* The basic idea of analyzing the Zomato dataset is to get a fair idea about the factors affecting the aggregate rating of each restaurant, establishment of different types of restaurant at different places, Bengaluru being one such city has more than 12,000 restaurants with restaurants serving dishes from all over the world. 
* With each day new restaurants opening the industry has'nt been saturated yet and the demand is increasing day by day. 
* Inspite of increasing demand it however has become difficult for new restaurants to compete with established restaurants. 
* Most of them serving the same food. Bengaluru being an IT capital of India. 
* Most of the people here are dependent mainly on the restaurant food as they don't have time to cook for themselves. 
* With such an overwhelming demand of restaurants it has therefore become important to study the demography of a location. 
* What kind of a food is more popular in a locality. 
* Do the entire locality loves vegetarian food. If yes then is that locality populated by a particular sect of people for eg.
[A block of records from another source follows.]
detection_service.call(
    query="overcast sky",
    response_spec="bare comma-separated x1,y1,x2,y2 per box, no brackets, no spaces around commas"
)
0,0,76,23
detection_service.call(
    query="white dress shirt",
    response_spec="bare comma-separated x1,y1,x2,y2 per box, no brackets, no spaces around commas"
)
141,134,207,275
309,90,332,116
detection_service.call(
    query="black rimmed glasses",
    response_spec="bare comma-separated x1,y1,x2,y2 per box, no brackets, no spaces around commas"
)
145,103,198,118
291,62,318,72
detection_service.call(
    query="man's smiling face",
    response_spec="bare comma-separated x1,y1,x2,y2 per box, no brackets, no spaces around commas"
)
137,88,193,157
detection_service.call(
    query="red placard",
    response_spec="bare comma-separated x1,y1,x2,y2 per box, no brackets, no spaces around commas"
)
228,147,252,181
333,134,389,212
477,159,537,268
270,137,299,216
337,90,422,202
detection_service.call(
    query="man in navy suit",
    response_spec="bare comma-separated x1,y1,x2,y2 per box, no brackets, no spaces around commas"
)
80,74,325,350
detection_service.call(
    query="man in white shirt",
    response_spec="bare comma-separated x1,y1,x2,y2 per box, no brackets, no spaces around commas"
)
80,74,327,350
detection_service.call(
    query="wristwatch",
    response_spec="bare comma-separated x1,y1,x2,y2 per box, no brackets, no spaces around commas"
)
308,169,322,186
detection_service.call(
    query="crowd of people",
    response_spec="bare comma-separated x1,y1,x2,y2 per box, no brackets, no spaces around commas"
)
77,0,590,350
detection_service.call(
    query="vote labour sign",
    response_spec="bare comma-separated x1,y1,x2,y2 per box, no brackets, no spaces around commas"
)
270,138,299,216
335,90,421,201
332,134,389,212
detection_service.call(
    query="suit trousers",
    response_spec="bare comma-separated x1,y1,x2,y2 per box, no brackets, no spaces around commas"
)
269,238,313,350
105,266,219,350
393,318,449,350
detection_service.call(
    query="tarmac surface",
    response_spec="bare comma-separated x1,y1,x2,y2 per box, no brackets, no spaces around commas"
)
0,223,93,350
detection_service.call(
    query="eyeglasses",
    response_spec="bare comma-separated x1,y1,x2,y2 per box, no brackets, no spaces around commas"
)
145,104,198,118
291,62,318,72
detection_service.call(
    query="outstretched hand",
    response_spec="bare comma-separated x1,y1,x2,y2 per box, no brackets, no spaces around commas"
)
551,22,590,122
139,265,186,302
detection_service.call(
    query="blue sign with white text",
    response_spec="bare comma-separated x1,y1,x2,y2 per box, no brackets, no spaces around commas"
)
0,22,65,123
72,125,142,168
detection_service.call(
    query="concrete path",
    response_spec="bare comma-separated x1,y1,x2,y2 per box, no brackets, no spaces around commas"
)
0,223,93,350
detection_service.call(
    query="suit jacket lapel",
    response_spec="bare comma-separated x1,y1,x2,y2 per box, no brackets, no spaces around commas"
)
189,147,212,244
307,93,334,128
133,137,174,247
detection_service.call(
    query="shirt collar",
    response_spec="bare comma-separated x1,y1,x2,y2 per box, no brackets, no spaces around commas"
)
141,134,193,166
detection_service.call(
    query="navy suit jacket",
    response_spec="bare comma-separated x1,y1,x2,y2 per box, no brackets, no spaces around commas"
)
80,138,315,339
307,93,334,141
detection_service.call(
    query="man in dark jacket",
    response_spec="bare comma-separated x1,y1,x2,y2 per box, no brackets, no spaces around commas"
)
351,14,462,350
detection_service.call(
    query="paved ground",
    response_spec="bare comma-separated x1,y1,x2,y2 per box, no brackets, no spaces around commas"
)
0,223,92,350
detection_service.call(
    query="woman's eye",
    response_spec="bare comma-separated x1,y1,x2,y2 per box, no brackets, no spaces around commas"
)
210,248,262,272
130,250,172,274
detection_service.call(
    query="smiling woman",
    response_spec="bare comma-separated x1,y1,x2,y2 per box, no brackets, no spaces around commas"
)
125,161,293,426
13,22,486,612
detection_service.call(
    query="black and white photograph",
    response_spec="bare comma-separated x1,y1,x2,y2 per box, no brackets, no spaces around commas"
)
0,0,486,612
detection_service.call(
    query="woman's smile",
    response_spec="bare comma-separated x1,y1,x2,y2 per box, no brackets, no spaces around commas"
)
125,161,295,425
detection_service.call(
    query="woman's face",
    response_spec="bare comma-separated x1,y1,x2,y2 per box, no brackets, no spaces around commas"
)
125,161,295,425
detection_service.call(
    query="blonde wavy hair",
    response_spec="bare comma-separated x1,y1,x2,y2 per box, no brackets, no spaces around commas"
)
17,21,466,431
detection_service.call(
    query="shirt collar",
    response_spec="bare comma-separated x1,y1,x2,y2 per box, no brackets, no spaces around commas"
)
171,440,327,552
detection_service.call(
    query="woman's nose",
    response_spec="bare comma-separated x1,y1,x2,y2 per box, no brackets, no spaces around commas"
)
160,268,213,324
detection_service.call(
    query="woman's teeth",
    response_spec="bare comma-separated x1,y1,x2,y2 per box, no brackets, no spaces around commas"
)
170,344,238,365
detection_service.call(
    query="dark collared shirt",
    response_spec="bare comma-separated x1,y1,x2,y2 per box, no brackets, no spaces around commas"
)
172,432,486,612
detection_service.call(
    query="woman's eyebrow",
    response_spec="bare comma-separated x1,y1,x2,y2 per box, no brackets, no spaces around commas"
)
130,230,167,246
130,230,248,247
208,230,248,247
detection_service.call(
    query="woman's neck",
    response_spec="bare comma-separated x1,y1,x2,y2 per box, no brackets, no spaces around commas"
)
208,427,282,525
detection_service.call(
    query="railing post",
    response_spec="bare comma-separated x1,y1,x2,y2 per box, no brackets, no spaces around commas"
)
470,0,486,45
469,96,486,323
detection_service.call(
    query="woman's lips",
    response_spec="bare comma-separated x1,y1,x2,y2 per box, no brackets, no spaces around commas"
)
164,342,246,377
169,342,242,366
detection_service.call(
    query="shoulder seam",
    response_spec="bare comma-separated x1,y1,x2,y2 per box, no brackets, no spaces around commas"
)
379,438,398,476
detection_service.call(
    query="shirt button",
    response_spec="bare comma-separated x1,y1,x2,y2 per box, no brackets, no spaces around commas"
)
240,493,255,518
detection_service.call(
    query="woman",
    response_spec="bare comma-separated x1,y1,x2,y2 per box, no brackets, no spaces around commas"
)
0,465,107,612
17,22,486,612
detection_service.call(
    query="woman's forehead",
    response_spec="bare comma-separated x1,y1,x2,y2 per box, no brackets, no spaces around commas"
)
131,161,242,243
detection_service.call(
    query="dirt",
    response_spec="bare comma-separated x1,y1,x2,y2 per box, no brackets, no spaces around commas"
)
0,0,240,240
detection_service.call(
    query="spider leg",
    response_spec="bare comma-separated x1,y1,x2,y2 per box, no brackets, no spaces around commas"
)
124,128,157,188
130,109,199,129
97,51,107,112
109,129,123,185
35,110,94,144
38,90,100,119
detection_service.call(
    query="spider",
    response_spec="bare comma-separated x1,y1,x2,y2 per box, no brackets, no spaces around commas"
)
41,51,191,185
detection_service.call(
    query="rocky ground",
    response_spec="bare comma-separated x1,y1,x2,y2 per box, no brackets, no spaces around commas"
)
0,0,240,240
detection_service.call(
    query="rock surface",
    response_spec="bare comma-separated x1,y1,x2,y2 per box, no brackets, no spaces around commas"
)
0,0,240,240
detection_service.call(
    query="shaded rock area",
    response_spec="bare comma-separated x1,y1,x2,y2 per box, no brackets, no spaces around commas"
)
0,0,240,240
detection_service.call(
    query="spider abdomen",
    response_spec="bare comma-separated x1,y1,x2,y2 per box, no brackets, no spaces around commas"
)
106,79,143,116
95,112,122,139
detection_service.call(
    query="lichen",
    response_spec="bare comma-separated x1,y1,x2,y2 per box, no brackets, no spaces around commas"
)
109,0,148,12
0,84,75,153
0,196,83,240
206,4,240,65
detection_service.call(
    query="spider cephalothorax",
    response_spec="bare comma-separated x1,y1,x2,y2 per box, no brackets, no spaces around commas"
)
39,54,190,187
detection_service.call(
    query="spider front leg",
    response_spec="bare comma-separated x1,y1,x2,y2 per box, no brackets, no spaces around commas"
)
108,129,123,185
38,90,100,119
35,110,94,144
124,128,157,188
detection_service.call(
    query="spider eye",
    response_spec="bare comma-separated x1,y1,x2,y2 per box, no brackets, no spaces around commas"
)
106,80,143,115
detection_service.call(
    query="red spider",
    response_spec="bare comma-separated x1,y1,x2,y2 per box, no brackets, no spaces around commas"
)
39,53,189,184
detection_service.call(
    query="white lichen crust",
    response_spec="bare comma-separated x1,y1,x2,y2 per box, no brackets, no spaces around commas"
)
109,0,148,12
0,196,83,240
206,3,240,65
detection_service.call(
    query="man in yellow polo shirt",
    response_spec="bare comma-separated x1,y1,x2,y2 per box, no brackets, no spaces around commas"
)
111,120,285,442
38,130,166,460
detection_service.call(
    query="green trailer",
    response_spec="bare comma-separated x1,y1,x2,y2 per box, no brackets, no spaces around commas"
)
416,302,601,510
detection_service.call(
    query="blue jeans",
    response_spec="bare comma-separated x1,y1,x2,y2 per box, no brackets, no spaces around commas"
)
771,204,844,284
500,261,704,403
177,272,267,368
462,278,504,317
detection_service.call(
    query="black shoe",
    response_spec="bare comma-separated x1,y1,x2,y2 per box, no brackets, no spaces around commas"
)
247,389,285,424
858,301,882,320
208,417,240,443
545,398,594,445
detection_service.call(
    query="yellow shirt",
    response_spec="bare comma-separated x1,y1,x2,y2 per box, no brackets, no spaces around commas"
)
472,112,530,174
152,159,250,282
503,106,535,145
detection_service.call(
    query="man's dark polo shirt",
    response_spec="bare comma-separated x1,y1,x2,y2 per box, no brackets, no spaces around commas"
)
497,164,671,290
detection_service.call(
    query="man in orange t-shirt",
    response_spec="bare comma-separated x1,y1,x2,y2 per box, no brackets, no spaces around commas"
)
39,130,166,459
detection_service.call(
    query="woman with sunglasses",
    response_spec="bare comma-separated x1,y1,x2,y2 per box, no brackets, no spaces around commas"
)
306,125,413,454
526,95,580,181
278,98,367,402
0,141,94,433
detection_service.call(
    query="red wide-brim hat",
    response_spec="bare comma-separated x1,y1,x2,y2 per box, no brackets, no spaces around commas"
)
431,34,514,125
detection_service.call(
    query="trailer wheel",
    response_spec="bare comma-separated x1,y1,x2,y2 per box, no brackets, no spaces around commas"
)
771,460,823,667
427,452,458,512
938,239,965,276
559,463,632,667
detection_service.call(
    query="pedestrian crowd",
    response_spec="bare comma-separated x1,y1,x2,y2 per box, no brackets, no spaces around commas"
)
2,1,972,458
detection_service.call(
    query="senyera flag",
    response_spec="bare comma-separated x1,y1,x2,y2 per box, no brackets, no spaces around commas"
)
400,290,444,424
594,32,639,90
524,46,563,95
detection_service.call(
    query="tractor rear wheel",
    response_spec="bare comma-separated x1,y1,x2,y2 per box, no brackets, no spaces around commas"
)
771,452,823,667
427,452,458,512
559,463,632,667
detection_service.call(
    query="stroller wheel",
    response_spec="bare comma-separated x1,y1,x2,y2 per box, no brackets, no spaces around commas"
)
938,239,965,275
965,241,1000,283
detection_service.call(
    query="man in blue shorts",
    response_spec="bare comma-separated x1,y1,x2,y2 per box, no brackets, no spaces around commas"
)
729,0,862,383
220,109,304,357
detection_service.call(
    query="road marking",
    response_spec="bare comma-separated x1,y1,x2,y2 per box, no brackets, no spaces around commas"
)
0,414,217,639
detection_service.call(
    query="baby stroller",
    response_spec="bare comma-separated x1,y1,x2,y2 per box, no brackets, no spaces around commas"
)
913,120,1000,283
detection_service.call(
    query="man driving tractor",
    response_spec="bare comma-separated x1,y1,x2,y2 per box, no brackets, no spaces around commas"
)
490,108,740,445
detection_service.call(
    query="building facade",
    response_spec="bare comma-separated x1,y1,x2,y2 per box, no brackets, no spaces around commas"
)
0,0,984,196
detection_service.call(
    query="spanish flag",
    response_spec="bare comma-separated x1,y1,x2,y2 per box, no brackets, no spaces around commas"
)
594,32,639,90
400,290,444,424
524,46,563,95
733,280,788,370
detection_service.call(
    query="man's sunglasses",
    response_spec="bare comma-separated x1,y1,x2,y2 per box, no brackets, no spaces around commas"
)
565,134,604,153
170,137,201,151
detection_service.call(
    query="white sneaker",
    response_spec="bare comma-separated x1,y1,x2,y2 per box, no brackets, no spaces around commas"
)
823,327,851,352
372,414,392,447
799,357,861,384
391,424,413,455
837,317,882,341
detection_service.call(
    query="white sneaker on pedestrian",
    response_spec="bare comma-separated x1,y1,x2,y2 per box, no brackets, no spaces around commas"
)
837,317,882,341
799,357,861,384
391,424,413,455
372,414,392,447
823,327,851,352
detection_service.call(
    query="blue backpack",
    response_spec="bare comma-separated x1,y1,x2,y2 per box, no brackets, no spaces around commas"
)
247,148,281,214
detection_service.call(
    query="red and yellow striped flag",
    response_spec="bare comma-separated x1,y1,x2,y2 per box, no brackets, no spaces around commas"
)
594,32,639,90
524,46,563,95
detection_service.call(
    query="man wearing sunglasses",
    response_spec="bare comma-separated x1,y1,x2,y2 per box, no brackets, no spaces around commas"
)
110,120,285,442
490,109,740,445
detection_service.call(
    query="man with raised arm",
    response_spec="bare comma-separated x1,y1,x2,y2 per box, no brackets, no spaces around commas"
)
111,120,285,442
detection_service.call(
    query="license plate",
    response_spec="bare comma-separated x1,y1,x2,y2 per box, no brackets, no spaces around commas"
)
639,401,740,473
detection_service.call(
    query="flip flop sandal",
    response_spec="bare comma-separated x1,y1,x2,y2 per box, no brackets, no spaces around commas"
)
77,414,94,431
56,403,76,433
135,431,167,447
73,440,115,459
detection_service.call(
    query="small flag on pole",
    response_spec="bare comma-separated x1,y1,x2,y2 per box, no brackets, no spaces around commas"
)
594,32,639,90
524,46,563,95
Jain, Marwaris, Gujaratis who are mostly vegetarian. 
* These kind of analysis can be done using the data, by studying different factors.


In [91]:
import numpy as np
import pandas as pd
import matplotlib.pyplot as plt
import seaborn as sns

#### Locating path of dataset locally and reading the file using pd.read_csv()

In [92]:
path= r'/home/aman/Documents/files/zomato.csv'
df=pd.read_csv(path)
df.head()

Unnamed: 0,url,address,name,online_order,book_table,rate,votes,phone,location,rest_type,dish_liked,cuisines,approx_cost(for two people),reviews_list,menu_item,listed_in(type),listed_in(city)
0,https://www.zomato.com/bangalore/jalsa-banasha...,"942, 21st Main Road, 2nd Stage, Banashankari, ...",Jalsa,Yes,Yes,4.1/5,775,080 42297555\r\n+91 9743772233,Banashankari,Casual Dining,"Pasta, Lunch Buffet, Masala Papad, Paneer Laja...","North Indian, Mughlai, Chinese",800,"[('Rated 4.0', 'RATED\n A beautiful place to ...",[],Buffet,Banashankari
1,https://www.zomato.com/bangalore/spice-elephan...,"2nd Floor, 80 Feet Road, Near Big Bazaar, 6th ...",Spice Elephant,Yes,No,4.1/5,787,080 41714161,Banashankari,Casual Dining,"Momos, Lunch Buffet, Chocolate Nirvana, Thai G...","Chinese, North Indian, Thai",800,"[('Rated 4.0', 'RATED\n Had been here for din...",[],Buffet,Banashankari
2,https://www.zomato.com/SanchurroBangalore?cont...,"1112, Next to KIMS Medical College, 17th Cross...",San Churro Cafe,Yes,No,3.8/5,918,+91 9663487993,Banashankari,"Cafe, Casual Dining","Churros, Cannelloni, Minestrone Soup, Hot Choc...","Cafe, Mexican, Italian",800,"[('Rated 3.0', ""RATED\n Ambience is not that ...",[],Buffet,Banashankari
3,https://www.zomato.com/bangalore/addhuri-udupi...,"1st Floor, Annakuteera, 3rd Stage, Banashankar...",Addhuri Udupi Bhojana,No,No,3.7/5,88,+91 9620009302,Banashankari,Quick Bites,Masala Dosa,"South Indian, North Indian",300,"[('Rated 4.0', ""RATED\n Great food and proper...",[],Buffet,Banashankari
4,https://www.zomato.com/bangalore/grand-village...,"10, 3rd Floor, Lakshmi Associates, Gandhi Baza...",Grand Village,No,No,3.8/5,166,+91 8026612447\r\n+91 9901210005,Basavanagudi,Casual Dining,"Panipuri, Gol Gappe","North Indian, Rajasthani",600,"[('Rated 4.0', 'RATED\n Very good restaurant ...",[],Buffet,Banashankari


#### Get information about shape and columns of dataset, to look and remove and not required columns

In [93]:
print(f"The shape of the data set is {df.shape}")
print(f"The columns present in the Dataset are \n{df.columns}")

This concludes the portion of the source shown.